Siegwerk Druckfarben ist Entrepreneur Of The Year 2016 in der Kategorie Industrie

(PresseBox) ( Berlin, )
.

- Wirtschaftspreis würdigt zum 20. Mal Unternehmertum, Innovationskraft und persönliches Engagement
- Preisverleihung mit Peer Steinbrück am 18. November im Deutschen Historischen Museum Berlin

Siegwerk auf einen Blick:

• Siegwerk Druckfarben AG & Co. KGaA
• Gegründet: 1824
• Unternehmenssitz: Siegburg
• Entrepreneure: Alfred Keller (Vorsitzender des Aufsichtsrats),
Herbert Forker (CEO)
•  4.900 Mitarbeiter
• Über eine Milliarde Euro Jahresumsatz
• Größter europäischer Druckfarbenhersteller und die Nr. 3 weltweit
• Produkte: Farben, Lacke und chemische Hilfsmittel für die Herstellung von Verpackungen aller Art und Publikationen
• Innovation: Druckfarben für bedruckte Produkte wie Joghurtbecher, Trinkflaschen, Suppentüten, Zigarettenverpackungen, Hochglanzmagazine und Tageszeitungen

Das traditionsreiche Unternehmen Siegwerk Druckfarben führten Alfred Keller und Herbert Forker auf internationale Märkte und machten das Familienunternehmen dort zu einem der Weltmarktführer in Sachen Verpackung, Druck und Farbe.
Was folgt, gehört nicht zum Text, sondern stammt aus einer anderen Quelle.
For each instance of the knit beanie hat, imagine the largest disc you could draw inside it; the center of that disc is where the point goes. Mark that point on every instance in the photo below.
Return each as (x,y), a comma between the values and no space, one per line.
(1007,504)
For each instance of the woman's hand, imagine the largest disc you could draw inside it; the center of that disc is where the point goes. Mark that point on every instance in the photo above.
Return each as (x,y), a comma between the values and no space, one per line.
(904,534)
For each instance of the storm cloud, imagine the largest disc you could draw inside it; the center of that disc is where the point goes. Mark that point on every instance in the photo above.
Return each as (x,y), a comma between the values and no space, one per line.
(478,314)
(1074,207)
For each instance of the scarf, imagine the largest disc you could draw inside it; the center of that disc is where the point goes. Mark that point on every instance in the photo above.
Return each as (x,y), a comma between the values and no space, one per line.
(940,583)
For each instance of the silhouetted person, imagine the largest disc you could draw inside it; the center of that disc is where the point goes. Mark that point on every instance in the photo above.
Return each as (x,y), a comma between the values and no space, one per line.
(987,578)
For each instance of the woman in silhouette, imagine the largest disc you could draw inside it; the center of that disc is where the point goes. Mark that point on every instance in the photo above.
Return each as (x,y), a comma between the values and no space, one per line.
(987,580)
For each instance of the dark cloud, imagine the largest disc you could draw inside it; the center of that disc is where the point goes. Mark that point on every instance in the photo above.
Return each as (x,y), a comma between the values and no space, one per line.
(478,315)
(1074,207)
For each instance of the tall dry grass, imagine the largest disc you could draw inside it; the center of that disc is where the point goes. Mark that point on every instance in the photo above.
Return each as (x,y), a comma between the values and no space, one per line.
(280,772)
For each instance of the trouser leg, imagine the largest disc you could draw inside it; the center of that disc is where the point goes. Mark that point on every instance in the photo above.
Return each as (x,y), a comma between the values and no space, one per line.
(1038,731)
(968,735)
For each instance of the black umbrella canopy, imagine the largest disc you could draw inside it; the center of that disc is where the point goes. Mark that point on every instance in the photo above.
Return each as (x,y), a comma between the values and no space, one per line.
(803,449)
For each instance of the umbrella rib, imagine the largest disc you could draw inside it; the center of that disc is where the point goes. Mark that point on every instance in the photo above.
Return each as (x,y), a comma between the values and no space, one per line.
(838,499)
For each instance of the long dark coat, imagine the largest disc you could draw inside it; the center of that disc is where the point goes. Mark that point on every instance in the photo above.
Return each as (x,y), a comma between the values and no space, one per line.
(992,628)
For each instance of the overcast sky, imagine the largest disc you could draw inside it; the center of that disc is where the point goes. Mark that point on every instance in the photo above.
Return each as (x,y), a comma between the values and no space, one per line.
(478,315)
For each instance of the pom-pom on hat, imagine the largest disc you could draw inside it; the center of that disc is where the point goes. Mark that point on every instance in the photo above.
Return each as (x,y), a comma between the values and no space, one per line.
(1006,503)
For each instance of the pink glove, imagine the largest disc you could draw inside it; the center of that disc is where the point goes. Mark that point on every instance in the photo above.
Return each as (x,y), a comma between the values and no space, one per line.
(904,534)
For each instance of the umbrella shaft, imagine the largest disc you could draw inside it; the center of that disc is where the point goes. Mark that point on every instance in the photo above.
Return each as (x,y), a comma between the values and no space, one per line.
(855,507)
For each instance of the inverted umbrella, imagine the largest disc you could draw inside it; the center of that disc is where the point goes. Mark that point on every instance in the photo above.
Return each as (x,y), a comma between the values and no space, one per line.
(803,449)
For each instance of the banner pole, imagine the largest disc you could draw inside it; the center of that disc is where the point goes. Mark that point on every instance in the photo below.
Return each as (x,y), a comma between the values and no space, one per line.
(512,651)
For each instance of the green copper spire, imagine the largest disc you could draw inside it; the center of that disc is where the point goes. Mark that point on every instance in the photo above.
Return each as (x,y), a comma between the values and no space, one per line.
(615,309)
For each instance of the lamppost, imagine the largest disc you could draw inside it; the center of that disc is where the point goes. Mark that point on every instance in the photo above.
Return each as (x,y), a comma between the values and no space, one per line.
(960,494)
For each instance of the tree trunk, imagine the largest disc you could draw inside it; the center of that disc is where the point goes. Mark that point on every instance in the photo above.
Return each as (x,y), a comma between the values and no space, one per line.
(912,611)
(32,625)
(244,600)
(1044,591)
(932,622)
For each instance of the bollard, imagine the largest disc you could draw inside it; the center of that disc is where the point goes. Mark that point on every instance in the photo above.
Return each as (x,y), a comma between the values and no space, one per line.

Die Entrepreneure: Das Erfolgsrezept von Alfred Keller und Herbert Forker ist der konstruktive Dialog, den der Aufsichtsrat und der Vorstandsvorsitzende der Siegwerk Druckfarben seit knapp 20 Jahren pflegen. Gemeinsam haben sie damit das bald 200 Jahre alte Unternehmen auf Trab und auf internationale Märkte gebracht und dort als einen der Marktführer etabliert.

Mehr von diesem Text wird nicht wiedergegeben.